Bob was Fischer's go to guy. Photo © Mark Crowther
I first met Bob Wade in 1992 before I'd even heard of the internet. Bob was lecturing on the return of Bobby Fischer for the return match against Boris Spassky in Sveti Stefan. Afterwards I showed him my large collection of articles from the Yugoslav press on Fischer. He invited me to visit him and even photocopied a fax from Fischer (which I found when researching this) to him asking him to compile a dossier of Spassky's games. This was a job he'd also done for the match in 1972. At that time he lived in a lovely house in the leafy suburbs of London which he rented. Sadly he lost his place in this house upon the owner moving and lived in a much more humble flat in later years.
At that time not only did Bob have what seemed to be almost every important book ever published, and a huge collection of tournament bulletins but he also received the raw gamescores from many important tournaments which he compiled into bulletins himself and self published. I think the care he took over these often less important tournaments puts to shame the carelessness we have with gamescores and historical records of tournaments in these days of electronic boards even though fixing them would be easy.
Read any book, certainly from the UK, from the 1960s up until the 1990s and it will contain a word of thanks to Bob who would either look things up for the author or invite him round for extensive research. His collection was I think bought and financed in part by Batsford, who he had a close association with, most of it now resides with in the ECF chess library in Hastings.

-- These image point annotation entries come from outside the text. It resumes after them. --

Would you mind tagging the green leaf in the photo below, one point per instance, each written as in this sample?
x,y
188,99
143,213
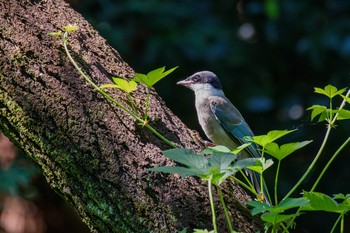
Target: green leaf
x,y
286,204
329,91
346,98
221,161
263,140
289,203
318,110
240,148
341,196
280,152
153,76
275,218
321,202
71,27
202,231
258,207
261,166
342,114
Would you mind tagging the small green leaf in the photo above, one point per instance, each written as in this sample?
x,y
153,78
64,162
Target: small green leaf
x,y
275,218
341,196
321,202
71,27
202,231
346,98
317,110
240,148
261,166
153,76
329,91
342,114
258,207
280,152
263,140
289,203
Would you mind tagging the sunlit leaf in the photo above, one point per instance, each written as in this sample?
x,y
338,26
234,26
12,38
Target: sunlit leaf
x,y
347,99
153,76
275,218
317,110
329,91
240,148
245,163
321,202
71,27
262,166
202,231
280,152
263,140
286,204
342,114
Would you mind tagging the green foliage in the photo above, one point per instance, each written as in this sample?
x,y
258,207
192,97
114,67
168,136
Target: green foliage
x,y
214,165
153,76
327,114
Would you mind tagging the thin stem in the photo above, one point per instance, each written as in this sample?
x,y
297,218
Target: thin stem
x,y
87,78
225,210
147,103
276,181
132,104
245,185
212,205
311,165
329,163
342,223
336,223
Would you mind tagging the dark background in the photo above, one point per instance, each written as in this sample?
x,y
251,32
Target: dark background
x,y
268,54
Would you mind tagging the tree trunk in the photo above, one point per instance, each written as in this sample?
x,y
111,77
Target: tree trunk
x,y
92,153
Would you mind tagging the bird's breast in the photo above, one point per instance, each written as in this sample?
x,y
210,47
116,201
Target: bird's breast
x,y
211,126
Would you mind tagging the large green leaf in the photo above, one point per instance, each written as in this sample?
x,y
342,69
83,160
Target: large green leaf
x,y
280,152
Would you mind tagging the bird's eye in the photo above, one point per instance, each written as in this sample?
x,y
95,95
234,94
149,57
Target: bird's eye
x,y
195,78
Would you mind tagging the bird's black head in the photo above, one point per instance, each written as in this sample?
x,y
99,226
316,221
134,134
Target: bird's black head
x,y
202,77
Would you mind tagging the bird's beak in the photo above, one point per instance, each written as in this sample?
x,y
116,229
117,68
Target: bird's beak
x,y
185,83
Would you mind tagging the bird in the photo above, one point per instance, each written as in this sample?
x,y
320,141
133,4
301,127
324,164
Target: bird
x,y
220,120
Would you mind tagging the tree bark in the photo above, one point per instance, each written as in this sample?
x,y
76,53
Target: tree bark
x,y
92,153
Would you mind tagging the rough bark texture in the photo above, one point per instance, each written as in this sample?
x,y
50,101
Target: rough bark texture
x,y
92,153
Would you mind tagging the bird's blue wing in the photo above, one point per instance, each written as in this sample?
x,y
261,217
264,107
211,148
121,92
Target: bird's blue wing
x,y
232,122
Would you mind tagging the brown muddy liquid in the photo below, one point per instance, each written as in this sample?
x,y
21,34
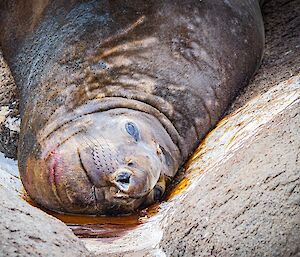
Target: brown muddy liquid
x,y
108,227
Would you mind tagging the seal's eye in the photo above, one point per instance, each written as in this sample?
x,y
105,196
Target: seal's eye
x,y
132,130
157,193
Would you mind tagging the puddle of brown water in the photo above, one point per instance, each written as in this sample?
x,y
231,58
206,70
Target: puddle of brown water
x,y
85,226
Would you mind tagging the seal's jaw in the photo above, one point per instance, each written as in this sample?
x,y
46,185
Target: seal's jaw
x,y
116,164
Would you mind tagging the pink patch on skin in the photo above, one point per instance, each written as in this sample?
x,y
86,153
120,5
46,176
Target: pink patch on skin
x,y
54,167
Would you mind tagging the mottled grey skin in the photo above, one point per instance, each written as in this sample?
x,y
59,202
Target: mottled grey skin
x,y
115,95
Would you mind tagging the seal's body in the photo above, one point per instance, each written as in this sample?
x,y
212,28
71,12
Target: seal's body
x,y
115,95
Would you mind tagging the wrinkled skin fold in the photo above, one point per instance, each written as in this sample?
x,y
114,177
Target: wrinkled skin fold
x,y
115,95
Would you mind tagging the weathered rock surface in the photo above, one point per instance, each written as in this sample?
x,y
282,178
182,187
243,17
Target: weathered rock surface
x,y
248,206
28,231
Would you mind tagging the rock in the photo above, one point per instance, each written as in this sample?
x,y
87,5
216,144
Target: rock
x,y
250,204
28,231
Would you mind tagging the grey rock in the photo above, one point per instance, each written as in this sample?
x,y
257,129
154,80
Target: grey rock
x,y
28,231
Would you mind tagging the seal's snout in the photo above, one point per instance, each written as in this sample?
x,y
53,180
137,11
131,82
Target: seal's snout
x,y
134,183
122,179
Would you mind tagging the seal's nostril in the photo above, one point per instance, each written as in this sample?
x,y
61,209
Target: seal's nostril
x,y
123,177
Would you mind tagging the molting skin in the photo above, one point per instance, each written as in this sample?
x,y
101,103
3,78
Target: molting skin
x,y
115,95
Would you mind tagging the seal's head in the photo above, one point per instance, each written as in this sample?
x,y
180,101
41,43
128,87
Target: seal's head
x,y
111,162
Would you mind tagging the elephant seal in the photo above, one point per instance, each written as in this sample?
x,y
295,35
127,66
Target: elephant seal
x,y
115,95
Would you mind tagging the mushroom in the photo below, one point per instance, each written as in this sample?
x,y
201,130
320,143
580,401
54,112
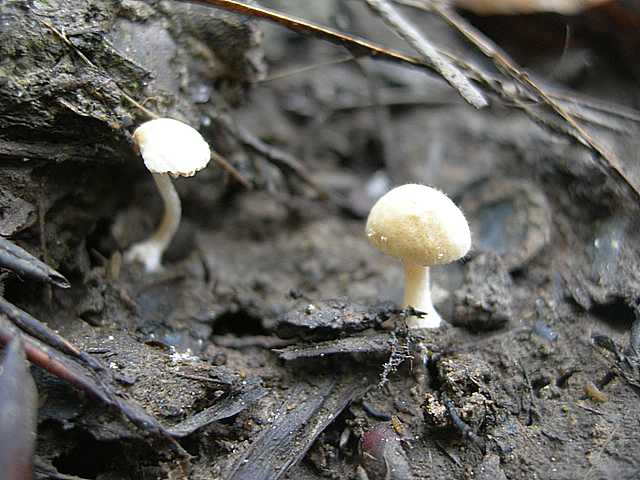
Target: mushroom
x,y
169,148
423,227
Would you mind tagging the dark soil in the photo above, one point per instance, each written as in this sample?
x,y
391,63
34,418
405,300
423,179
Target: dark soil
x,y
271,345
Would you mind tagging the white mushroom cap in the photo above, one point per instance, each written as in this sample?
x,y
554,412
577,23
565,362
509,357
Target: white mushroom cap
x,y
173,147
419,225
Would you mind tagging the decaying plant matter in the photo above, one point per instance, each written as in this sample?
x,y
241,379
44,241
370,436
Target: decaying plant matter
x,y
264,347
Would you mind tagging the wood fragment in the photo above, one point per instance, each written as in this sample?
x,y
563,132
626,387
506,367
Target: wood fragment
x,y
24,264
428,52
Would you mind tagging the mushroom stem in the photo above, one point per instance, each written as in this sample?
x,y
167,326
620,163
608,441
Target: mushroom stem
x,y
149,252
417,294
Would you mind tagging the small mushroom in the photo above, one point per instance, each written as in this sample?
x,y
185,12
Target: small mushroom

Bob Wade also wrote numerous books which were high on content. My all time favourite was "Wade and O'Connell" for short, "The Games of Bobby Fischer". Virtually all Fischer's games, some great articles and annotations and fabulous photos. Other books included "Soviet Chess" (just a forgotten masterpiece), "The World Chess Championship" (with Gligoric), "World championship interzonals: Leningrad and Petropolis, 1973", "Playing Chess", "World Chess Championship 1951 by W. Winter, R. G. Wade" and a number of long forgotten opening books and tournament bulletins. He was chess editor for Batsford at the start of its great years.
Over the next few years as I started TWIC Bob helped me get gamescores from all over the world and his phone calls were a regular thing to my house as was the whirring of the fax machine, I never really did wean him off it and onto email. My parents were sad too, as they got to know him well so often did he call my house. He also asked for news for his regular journalism and writing. The fact that he never got a daily column in a major newspaper is a real shame as he was the source of much of the material to other journalists at that time. People have said that his politics (he was a communist) probably cost him in this area. His help and inspiration make him a real godfather to TWIC. I will miss him.
There is a recent book Bob Wade: Tribute to a Chess Master - compiled and edited by Ray Cannon about him. There is an obituary at: http://www.chessbase.com/newsdetail.asp?newsid=5043, tributes at: http://www.chessbase.com/newsdetail.asp?newsid=5045 and also http://www.bcmchess.co.uk/ with a very interesting interview.
Press: Malcolm Pein in the Daily Telegraph: http://www.telegraph.co.uk/news/obituaries/3537210/Robert-Wade.html and Leonard Barden in the Guardian: http://www.guardian.co.uk/sport/2008/dec/01/bob-wade-obituary
The details of the funeral are yet to be announced.